I’ve run into this issue a few times. It’s not a major headache to fix, but it can be time consuming and sometimes a bit surprising when you find out that you have an older version of a package than you thought, because one of your dependencies don’t have updated compat entries.

Somewhat related, another issue I’ve found is that often, packages have two or more independent feature sets. Let’s take DataStructures as an example: it exports several different collection types most of which can exist completely on their own, but they are small enough that having separate packages for each would be cumbersome. However, very often, a dependent will only use one of those feature sets, and what would be a breaking change to the others, resulting in a version bump from, say, 0.8 to 0.9, is actually non-breaking from the perspective of that dependent. If there was a way to specify which features you depend on from that package, along with the version compatibility, and if breaking changes included metadata to announce which feature sets were actually broken, it would solve both this and a number of other issues related to compat maintenance. Something similar to the Rust compat syntax of:

DataStructures = { version = "0.18", features = ["queue", "stack"] }

If a 0.19 or 1.0 release is made that introduces no breaking changes to the “queue” or “stack” features, then this would be compatible with that too.

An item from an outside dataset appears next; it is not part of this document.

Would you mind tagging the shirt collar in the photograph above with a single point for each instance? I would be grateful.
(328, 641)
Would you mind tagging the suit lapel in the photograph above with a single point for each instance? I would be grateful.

Building on top of this, a non-breaking 1.0 release would be one in which no feature was affected. To make this change to the package manager itself non-breaking, having this forward compatibility should probably be opt-in using a special syntax or something like a features = "all". Similarly, for backwards compatibility, a package that does not include metadata about feature breakage will default to be everywhere breaking.

EDIT: The Rust “features” is a different thing, so would probably be good to pick a different name to avoid confusion.

1 Like

This is basically what is discussed in Spec-ulation Keynote - Rich Hickey - YouTube.